- Pitcher
- Born: April 23, 1863 St. Paul, Minnesota, U.S.
- Died: August 25, 1916 (aged 53) Los Angeles, California, U.S.
- Batted: UnknownThrew: Unknown

MLB debut
- October 1, 1884, for the St. Paul Saints

Last MLB appearance
- October 12, 1884, for the St. Paul Saints

MLB statistics
- Win–loss record: 0–2
- Earned run average: 2.88
- Strikeouts: 17
- Stats at Baseball Reference

Teams
- St. Paul Saints (1884);

= Lou Galvin =

American baseball player (1863–1916)

James Louis Galvin (April 23, 1863 - August 25, 1916) was an American Major League Baseball pitcher who played with the St. Paul Saints of the Union Association.

==Career==
Galvin played with the St. Paul Red Caps in 1883. By 1884, he joined the St. Paul Saints of the Northwestern League, and appeared in nine games as a pitcher and 22 games as an outfielder.

When St. Paul joined the Union Association in late September, Galvin remained with the club and appeared in three games from October 1 to October 12. The Kansas City Star described him as "one of the swiftest pitchers in the country" at the time.

In 1885, Galvin played for Springfield in the Interstate League, Omaha Omahogs and Keokuk Hawkeyes of the Western League and Haverhill and Lawrence of the Eastern New England League. In his last professional season of 1886, he played for the Oswego club of the International League, and the Meriden, Connecticut club.

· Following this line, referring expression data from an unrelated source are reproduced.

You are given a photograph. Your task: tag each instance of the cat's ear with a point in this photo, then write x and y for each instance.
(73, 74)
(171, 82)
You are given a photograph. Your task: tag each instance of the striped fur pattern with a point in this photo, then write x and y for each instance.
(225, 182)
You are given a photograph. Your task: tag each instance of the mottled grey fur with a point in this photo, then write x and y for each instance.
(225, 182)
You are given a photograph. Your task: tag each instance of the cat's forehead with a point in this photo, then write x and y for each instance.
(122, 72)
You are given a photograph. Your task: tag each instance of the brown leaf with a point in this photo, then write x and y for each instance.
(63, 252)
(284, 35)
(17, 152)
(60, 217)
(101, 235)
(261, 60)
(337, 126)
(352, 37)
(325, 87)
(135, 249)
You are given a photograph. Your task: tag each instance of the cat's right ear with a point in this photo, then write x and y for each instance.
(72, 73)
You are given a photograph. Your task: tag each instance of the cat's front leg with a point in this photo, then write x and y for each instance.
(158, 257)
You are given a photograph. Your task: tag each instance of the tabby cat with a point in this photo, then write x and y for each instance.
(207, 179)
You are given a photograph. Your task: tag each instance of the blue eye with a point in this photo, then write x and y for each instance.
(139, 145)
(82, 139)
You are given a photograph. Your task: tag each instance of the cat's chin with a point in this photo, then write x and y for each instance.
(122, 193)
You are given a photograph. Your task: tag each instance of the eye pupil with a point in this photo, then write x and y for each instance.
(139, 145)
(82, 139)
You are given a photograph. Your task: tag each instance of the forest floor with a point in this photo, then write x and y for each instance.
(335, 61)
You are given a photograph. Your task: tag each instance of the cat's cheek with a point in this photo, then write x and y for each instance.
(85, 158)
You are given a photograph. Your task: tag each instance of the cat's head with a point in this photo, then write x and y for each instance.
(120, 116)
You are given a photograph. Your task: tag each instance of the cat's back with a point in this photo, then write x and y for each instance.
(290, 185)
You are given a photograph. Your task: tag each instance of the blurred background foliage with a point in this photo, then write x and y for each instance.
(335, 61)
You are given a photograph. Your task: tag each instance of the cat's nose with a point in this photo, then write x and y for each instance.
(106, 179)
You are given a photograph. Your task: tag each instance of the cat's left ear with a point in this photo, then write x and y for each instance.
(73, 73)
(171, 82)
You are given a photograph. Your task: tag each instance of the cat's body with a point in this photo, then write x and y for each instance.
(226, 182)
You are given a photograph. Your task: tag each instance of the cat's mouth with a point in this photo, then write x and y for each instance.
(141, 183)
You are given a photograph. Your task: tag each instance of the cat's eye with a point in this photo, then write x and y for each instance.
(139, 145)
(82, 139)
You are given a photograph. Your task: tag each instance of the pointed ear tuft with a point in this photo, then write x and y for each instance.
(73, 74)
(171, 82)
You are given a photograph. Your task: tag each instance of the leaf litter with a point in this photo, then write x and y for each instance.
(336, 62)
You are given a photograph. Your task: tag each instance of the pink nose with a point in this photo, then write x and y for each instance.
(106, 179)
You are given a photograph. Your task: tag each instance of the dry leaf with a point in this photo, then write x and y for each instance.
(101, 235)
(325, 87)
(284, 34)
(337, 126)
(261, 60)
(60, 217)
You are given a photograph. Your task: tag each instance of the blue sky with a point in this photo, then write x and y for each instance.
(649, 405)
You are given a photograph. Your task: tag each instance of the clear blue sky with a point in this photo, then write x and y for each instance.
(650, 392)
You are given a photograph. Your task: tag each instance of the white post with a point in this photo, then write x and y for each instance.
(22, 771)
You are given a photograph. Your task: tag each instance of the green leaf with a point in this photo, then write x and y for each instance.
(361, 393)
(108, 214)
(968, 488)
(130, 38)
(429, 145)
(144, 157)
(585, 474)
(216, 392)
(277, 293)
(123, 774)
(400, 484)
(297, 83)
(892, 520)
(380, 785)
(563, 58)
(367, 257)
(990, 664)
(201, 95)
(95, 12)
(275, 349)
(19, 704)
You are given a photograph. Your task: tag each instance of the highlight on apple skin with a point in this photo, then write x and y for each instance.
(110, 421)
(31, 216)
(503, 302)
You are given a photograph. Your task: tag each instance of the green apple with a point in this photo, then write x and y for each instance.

In October 1886, he accepted a job at a boot and shoe establishment in Haverhill.

==Personal life==
Galvin's father, Henry, worked as a police officer in St. Paul, Minnesota for 30 years. Galvin himself later became a patrolman.

Galvin was not related to future Baseball Hall of Fame pitcher Pud Galvin, who at the time was pitching for the Buffalo Bisons. Some newspaper accounts in October 1884 initially identified the two as brothers.